Christiane Taubira s’indigne des accomodements de la gauche à l’injustice. Son cri est un appel à la conscience pour que conscience rime avec résilience, résistance, espérance. Loin des mensonges véhiculés par l’idéologie dominante, « il est temps de prétendre de nouveau ne pas s’accomoder d’un monde qui crache le mépris en même temps qu’il propage la misère, qui traite les injustices comme une variable de prospérité, fait de l’exclusion un quotient du progrès et du profit, de l’exploitation humaine un critère d’opportunité ». Les mots claquent comme des claques adressées à ceux qui ont renoncé à vouloir changer l’ordre dominant, c’est à dire à contester le désordre établi. « Il est temps de dire qu’il y a la possibilité d’une conscience du monde ». Cette conscience humaine est notre protection contre les dérives idéologiques, sémantiques et politiques qui nous entraînent insensiblement vers des situations dramatiques.

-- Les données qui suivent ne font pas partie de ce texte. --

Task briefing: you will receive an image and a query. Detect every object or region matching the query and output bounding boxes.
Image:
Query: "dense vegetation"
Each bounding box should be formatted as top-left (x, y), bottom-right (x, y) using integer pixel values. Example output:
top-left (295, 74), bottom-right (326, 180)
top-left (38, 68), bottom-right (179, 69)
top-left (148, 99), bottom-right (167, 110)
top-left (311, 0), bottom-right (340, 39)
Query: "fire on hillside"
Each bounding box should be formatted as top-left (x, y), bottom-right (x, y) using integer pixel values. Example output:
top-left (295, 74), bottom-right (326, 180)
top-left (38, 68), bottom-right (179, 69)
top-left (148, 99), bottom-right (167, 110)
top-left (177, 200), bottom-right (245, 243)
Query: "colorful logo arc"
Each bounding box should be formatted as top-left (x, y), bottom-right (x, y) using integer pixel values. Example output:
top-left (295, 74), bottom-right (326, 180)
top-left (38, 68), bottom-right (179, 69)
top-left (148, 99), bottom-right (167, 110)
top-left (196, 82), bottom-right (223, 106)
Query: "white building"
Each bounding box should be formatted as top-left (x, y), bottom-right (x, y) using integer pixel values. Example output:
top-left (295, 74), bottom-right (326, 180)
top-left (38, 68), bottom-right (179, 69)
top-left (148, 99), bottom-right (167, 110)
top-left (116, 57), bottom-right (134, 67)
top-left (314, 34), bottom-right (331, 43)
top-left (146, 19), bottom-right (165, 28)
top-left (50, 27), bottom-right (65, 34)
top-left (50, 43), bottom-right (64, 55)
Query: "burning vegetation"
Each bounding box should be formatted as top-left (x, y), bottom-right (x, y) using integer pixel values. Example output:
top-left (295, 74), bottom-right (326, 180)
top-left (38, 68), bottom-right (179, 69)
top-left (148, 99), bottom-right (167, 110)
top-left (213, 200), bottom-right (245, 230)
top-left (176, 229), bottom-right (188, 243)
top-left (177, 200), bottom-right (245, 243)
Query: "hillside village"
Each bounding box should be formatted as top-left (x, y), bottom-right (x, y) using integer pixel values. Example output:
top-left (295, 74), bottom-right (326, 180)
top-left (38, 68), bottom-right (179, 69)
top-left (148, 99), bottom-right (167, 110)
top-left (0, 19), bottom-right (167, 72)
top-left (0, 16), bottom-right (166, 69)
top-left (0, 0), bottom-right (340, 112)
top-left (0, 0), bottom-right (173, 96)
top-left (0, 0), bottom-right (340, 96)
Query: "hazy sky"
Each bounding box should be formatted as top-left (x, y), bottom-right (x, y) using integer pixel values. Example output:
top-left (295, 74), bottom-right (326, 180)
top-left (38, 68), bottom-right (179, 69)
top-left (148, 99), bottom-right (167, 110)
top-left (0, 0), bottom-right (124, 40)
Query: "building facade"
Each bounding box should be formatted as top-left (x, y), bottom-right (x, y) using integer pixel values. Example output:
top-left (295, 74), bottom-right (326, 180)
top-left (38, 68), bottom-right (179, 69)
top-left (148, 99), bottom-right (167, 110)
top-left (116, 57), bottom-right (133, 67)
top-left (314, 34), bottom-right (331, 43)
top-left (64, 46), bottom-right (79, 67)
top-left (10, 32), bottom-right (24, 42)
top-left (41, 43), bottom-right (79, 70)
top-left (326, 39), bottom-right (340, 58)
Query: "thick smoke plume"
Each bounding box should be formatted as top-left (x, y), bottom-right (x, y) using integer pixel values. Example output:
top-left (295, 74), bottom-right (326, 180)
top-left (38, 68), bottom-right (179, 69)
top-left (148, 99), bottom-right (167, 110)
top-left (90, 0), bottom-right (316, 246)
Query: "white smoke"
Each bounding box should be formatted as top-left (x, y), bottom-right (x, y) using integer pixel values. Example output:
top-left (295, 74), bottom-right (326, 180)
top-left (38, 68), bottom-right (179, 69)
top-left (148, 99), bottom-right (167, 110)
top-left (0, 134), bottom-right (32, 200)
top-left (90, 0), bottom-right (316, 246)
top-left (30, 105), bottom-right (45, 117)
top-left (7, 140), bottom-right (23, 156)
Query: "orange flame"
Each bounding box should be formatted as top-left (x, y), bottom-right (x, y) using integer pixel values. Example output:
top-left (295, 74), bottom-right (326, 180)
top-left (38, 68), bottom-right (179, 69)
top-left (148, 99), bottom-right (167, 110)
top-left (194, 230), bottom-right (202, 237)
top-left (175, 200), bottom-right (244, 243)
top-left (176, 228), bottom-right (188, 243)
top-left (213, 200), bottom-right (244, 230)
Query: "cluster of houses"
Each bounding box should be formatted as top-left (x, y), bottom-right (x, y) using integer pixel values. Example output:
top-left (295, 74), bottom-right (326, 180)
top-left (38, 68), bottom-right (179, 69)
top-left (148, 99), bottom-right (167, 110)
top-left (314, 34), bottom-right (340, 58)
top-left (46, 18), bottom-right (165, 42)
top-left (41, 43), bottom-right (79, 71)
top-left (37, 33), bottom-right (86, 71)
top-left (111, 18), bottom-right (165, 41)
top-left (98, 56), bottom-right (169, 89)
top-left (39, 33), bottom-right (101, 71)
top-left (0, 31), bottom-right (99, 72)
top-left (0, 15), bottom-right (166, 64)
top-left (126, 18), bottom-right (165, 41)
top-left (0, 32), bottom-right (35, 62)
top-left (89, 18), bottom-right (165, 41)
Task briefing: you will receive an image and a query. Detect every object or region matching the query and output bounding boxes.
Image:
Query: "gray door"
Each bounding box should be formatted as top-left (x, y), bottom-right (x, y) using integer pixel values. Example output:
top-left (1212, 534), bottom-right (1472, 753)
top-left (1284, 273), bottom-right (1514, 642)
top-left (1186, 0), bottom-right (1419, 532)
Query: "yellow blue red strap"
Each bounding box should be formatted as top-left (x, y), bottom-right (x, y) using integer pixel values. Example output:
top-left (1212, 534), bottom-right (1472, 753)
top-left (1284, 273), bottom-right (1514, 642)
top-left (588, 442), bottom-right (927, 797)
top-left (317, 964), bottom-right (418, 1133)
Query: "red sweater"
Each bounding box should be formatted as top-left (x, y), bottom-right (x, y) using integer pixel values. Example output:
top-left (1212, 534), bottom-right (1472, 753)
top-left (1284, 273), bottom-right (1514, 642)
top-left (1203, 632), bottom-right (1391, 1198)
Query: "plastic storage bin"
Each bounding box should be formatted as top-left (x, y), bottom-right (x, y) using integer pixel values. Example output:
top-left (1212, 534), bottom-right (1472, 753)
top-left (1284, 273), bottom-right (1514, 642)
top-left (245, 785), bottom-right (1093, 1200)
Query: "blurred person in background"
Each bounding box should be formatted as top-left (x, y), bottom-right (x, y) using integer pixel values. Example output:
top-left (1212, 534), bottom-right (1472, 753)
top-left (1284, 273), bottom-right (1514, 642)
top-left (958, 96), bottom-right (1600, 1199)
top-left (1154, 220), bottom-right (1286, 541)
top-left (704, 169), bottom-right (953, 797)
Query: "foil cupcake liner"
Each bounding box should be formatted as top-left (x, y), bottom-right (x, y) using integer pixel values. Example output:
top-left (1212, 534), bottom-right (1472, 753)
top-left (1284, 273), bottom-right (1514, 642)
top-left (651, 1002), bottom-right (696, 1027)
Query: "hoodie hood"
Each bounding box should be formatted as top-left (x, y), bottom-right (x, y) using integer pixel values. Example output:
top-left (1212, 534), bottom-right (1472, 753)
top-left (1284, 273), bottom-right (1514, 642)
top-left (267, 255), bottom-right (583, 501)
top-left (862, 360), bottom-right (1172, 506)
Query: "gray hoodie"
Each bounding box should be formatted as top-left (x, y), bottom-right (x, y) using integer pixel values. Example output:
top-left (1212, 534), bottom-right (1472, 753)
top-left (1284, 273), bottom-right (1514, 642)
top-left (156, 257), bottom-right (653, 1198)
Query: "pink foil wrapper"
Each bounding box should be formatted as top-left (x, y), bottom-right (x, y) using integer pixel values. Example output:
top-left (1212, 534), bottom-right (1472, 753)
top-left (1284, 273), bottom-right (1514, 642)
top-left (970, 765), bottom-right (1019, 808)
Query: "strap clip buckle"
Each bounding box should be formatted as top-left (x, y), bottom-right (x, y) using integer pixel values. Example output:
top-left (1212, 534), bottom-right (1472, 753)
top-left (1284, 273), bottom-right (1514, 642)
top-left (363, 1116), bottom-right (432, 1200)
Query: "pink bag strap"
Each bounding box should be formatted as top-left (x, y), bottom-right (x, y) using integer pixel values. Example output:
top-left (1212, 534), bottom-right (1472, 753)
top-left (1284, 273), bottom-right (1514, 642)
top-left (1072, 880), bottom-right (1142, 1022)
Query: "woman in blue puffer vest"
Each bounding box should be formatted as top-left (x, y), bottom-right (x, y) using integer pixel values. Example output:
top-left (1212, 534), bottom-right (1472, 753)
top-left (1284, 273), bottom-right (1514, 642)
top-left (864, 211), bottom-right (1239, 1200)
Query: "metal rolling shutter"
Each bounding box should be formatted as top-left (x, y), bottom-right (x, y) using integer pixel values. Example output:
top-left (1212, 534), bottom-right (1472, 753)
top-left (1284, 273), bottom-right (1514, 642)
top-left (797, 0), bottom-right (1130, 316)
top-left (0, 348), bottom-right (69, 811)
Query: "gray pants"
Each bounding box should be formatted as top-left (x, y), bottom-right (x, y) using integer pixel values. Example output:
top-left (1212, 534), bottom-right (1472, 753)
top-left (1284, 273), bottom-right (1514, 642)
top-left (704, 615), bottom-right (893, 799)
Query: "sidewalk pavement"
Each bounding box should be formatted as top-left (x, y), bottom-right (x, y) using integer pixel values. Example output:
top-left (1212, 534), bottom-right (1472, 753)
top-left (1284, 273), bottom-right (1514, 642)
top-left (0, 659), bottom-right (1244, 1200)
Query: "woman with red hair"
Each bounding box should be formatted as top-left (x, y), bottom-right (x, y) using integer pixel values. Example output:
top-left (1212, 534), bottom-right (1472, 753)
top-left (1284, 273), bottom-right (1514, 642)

Cette ainsi que Christiane Taubira affirme que gauche doit renouer avec sa véritable identité politique, en faisant de la justice sociale « la colonne vertébrale des politiques publiques », en reconsidérant la place des citoyens dans la démocratie, en faisant de la culture l’axiome de notre émancipation, en retissant des liens de solidarité internationale avec tous ceux qui souffrent et qui luttent, avec « tous les damnés de la terre ».

« Nous habitons la Terre ». Nous sommes donc rappelés à nos devoirs envers elle, envers ceux qui l’habitent. « Qui prendra en charge les causes qui languissent de nouvelles ardeurs ? « , s’interroge Christiane Taubira dans un vibrant plaidoyer pour l’action collective. « Ces causes et d’autres hurlent d’impatience. Elles nous convoquent au titre de la dignité humaine, inaliénable. Elles nous enjoignent de signer par l’action cette conviction simple et intemporelle : nous sommes égaux, et ce que font les hommes, ce sont les hommes qui le défont ». Voila un projet fédérateur et porteur de sens pour toutes celles et tous ceux qui ne se résignent pas à la fatalité de l’injustice, de la violence et de la guerre ! Christiane Taubira en est convaincue et signe sa conclusion d’une belle formule : « on ne peut vivre sans exaltation ». Car quiconque, en conscience, retrouve le sens de l’humanité partagée, sait qu’il n’aura de cesse d’agir en vérité pour que dans ce monde si défiguré subsiste une parcelle d’espérance.